There’s a folk tale’s moral about the aggressive bird, who filches a whole length of sausage from the butcher’s market stall, eats his larcenous fill, and celebrates by singing from the treetops at full voice – only to be spotted and shot for a hunter’s dinner:
When you’re full of bologna, keep your mouth shut!
Or as attributed to Voltaire, with rather more gentility – “better to keep silent and be thought a fool, than speak up and remove all doubt.”
As calendar-year American public companies face their deadlines for annual filings with the Securities and Exchange Commission, there are benefits to a blogger’s ability to keep quiet – a comfort compared with my prior writing life under the regularity of a newspaper deadline – especially in resisting the siren call to publish for the sole sake of reader traffic above all else.
But even for want of a compelling subject, fingers get itchy at the keyboard. Something feels ominous in the world of financial scandal and accountancy distress.

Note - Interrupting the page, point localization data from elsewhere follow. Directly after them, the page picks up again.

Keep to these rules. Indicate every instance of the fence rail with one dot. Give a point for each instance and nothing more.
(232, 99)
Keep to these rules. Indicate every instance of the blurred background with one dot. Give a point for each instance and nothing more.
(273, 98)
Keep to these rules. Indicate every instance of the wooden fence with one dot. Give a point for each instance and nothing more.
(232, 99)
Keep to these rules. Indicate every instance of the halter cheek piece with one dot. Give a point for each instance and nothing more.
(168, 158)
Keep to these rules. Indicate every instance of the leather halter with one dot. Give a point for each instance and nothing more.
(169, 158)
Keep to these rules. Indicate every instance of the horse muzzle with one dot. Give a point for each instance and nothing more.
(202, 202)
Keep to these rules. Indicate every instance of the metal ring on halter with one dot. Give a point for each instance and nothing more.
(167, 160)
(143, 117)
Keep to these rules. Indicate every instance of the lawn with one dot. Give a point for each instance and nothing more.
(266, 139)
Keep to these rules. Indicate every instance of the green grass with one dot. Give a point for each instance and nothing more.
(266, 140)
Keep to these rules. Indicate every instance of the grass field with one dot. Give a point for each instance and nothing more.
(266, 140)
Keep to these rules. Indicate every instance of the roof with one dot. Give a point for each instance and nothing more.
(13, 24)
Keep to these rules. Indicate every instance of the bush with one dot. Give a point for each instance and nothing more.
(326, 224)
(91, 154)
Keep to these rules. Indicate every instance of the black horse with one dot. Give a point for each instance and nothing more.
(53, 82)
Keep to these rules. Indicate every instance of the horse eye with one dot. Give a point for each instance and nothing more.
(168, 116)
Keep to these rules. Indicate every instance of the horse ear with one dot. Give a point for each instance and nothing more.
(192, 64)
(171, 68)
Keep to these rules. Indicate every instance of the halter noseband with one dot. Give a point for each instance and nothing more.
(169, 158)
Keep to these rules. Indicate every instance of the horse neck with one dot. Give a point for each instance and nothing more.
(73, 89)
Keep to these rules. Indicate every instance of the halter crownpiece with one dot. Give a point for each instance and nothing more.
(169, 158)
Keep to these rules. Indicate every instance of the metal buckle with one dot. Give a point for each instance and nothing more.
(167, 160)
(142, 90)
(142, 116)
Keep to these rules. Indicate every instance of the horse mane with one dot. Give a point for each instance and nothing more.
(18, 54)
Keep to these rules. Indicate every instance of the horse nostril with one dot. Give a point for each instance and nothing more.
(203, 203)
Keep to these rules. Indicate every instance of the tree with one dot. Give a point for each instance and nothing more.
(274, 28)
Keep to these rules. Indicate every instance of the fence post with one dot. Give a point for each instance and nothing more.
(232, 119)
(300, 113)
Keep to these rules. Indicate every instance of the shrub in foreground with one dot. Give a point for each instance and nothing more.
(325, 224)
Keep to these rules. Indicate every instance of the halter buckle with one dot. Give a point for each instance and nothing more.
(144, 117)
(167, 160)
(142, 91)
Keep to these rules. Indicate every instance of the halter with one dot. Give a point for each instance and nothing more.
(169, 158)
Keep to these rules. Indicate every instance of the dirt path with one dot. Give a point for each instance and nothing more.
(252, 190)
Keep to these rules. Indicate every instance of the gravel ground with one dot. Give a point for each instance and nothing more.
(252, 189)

It’s just been too quiet out there.
It could simply be impatience with officialdom’s combination of lassitude, inattention and inertia:
- Michel Barnier’s EU-level initiative of a green paper consultation on the fragile state of the global audit franchise has come out as the predictably damp non-event (here).
- America’s Dodd-Frank legislation addressed not a word to the obsolescence of the entire financial reporting and assurance model.
- Regulators have walked on tip-toes around the implications of issues from the degraded state of Citibank’s internal controls (here) to the Bank of England’s body language that enabled clean audit reports on the UK banks (here).[1]
- And the re-cycled trio of new members at the PCAOB, with old SEC hand Jim Doty in the chair, has offered only more of the same likely inaction that has characterized the torpor of its first nine years (here).
Not for nothing do major financial scandals emerge around the time of full-year information release. Investors’ expectations are whetted. Ponzi schemes escalate toward their inevitable explosion. And those pesky auditors are poking and prodding in dark and unwelcome corners.
Think back: Parmalat broke in December 2004; the rogue trading at Société Générale came out in January 2008; Bernie Madoff was exposed in December 2008; the CEO’s letter of confession in Satyam was delivered in January 2009; and January 2010 unveiled the looting via Amex card at Koss.
There are ample examples validating the risks concealed in the calm before the storm: the crime-solving deduction by Sherlock Holmes from the dog that didn’t bark, the siege guns’ silence just before the invasion, the receding waters before the tsunami, the movie cliché when the hero’s B-list sidekick whispers in terror that the native drums have suddenly stopped.
The looming sound of silence is not always a signal. Sometimes the other shoe never does fall. An extended period of quiet does not mean that an outbreak must occur. But that is not ground for comfort or complacency either – it’s a flawed and mistaken inference that because the scandal level has been muted, it won’t erupt.
Somewhere out there, instinct cries, fresh new trouble is brewing.